A few questions, if I may...
Less than 20Z between embark and SMR.
Can you do this in worldgen, or just using dfhack to find a good spot, with a 'short' world? Even with minimums between layers and 1 cavern layer, 20Z is awfully short. And, do you use agriculture and trade to get necessary materials? I can have issues mining out enough with 50Z embarks, once the fort is a few years old, and usually try for 100Z or more, to have plenty of good rock and ore.
A very small and thin aquifer.
Coming back from not playing in a year or more, I'm finding it hard to find what makes for good aquifers, these days. Are there any specific parameters to increase them, or common parameters that are decreasing them? I keep going to embarks with them only to have to use reveal, and find a tiny little pocket on an edge, if anything, rather than the old entire square, or most of one, filled with water.
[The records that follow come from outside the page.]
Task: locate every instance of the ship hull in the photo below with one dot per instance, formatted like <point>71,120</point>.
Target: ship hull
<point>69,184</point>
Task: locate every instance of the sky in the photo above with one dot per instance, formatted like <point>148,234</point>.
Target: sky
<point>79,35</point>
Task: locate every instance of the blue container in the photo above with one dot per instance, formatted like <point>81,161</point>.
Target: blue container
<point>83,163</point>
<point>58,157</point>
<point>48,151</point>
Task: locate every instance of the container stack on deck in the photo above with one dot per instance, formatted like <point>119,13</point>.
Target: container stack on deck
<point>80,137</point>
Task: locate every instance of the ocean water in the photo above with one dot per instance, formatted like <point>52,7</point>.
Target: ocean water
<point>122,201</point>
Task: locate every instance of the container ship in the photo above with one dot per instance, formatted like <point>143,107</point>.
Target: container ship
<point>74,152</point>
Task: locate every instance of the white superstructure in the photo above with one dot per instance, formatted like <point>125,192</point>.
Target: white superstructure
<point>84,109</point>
I'm one of those weirdos that
likes big aquifers and I cannot lie <whip cracking sound>, and it seems that whole-embark aquifers are not everywhere, these days.
Vertical layout fort.
The only way to dig!
Lethal cold and/or lethal hot.
Any tips for getting more glacier and tundra squares?
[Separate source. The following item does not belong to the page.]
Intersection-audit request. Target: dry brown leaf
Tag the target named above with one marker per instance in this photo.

Personally, years ago I got fast low-latency RAM, and have every intention of spending on that again when I upgrade my desktop, to get a little bit extra out of things. Right now I'd probably get the best 3466MHz DDR4 I could find for a decent price, but with AMD officially showing off 3700MHz and up support, there might be even faster affordable RAM when the time comes. It tends to help out in other city builder and strategy games, too.
Assuming things are like older versions (it seems so), small very specific stockpiles (such as 3x3 with 3 wheelbarrows for heavy items, or plain 3x1 or 3x2 for lightweight items), with well-organized take/put relationships set up for those stockpiles (minimize jobs
and also minimize path distance between common repeating jobs), keeping workshops and their stockpiles out of the way of regular traffic (including just by low traffic, if the fort doesn't go as planned), have as few open paths between fort sections as possible (preferably one, possibly with locked doors or retracted bridges for military or service tunnel access in a pinch), as few squares to path along as possible, as little chance of pathing with a group of other dwarves as possible, and prolific traffic designations (oh, and set the weights higher in d_init.txt), tended to help quite a lot. No stupid dwarf tricks, just limiting production, stockpiling, and pathable networks (stockpiles are a big one, and most stockpiles only need to be production and consumption buffers).
For example, I might dig down such that every 5Z or 10Z there is a potential fort section to dig out, generally with a purpose other than dining or living space, and with only one way in and out. The dwarves working there will also have their own dining rooms and bedrooms there, with small food and drink stockpiles. I have to give in some, with taverns and temples and whatnot, but that alone can keep them from having to path too much and too far (and thus interact with other dwarves in their way), most of the time. Most other dwarves just come in and drop off or pick up something on a different Z-level than the workshops or bedrooms, or the workshops will have output stockpiles on the ramp/staircase side.